Okay... didn't we hear that last year? Just to briefly address the elephant in the room — hi crypto! — a key difference between last year's hype darling and LLMs is that block chain based innovations were primarily system solutions. A distributed read only ledger is primarily useful for solving coordination problems in low trust environments. For personal ledger problems or high-enough trust groups, there are simpler solutions. That means that the problems that block chains are poised to solve generally require broad buy-in before the solution is useful. An alternate financial system isn't useful if you can't actually buy anything with it. Tracking property ownership is only useful if people respect your claim. Understanding the provenance of your goods only works if the whole supply chain is bought in. And verified ownership of digital goods only matters if enough people care about who verifiably owns something you can right click.

Generative AI is different in that it's much more conducive to solving single player problems. Can this make me more efficient at learning? At writing? At coding? At problem solving? If it can, then that's good enough. To put it another way, delivering 5% of the hype on a global coordination problem is equivalent to getting nothing. You don't reach the activation energy to make it valuable. Delivering 5% of the hype on single player problems is value that is now on the table. Generative AI will likely lead to system solutions, but the start of our road will be paved with solutions people can adopt independently.
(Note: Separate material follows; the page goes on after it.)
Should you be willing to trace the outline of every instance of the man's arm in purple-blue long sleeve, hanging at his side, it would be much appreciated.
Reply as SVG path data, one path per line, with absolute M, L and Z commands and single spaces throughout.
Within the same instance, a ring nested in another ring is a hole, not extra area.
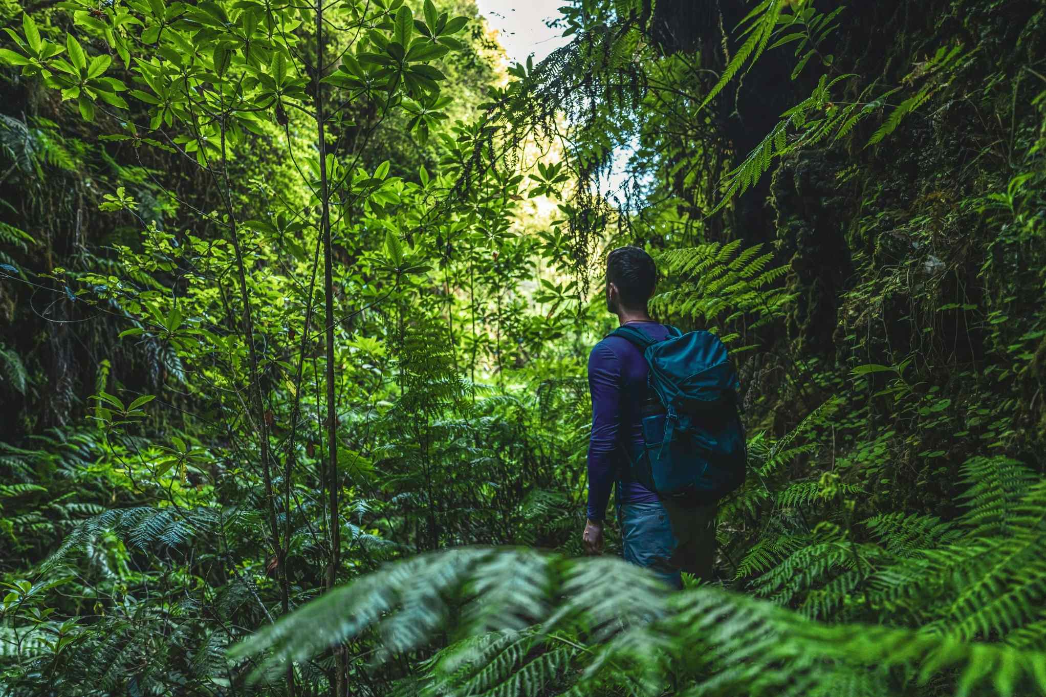
M 588 452 L 588 518 L 601 522 L 607 516 L 610 491 L 617 474 L 615 450 L 620 424 L 621 362 L 598 343 L 589 354 L 589 391 L 592 395 L 592 435 Z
Why now? One side of hype is that 95% of what's getting released right now is going to fail. The other side of hype is that whoever establishes themselves now is going to have a lead that is hard to overcome. This is a period in which the successful products, the ones that actually bring value to people's lives, are going to get the sort of recognition that gives them a durable advantage. We want to be part of that pack because the alternative is playing a catch up game where we're at a huge disadvantage. A big company might be able to invest in that catch up game until they win. However, a small company like us? There are big changes coming to the world of software development, and if we don't make it on the first boat we may not be relevant long enough to catch the next one.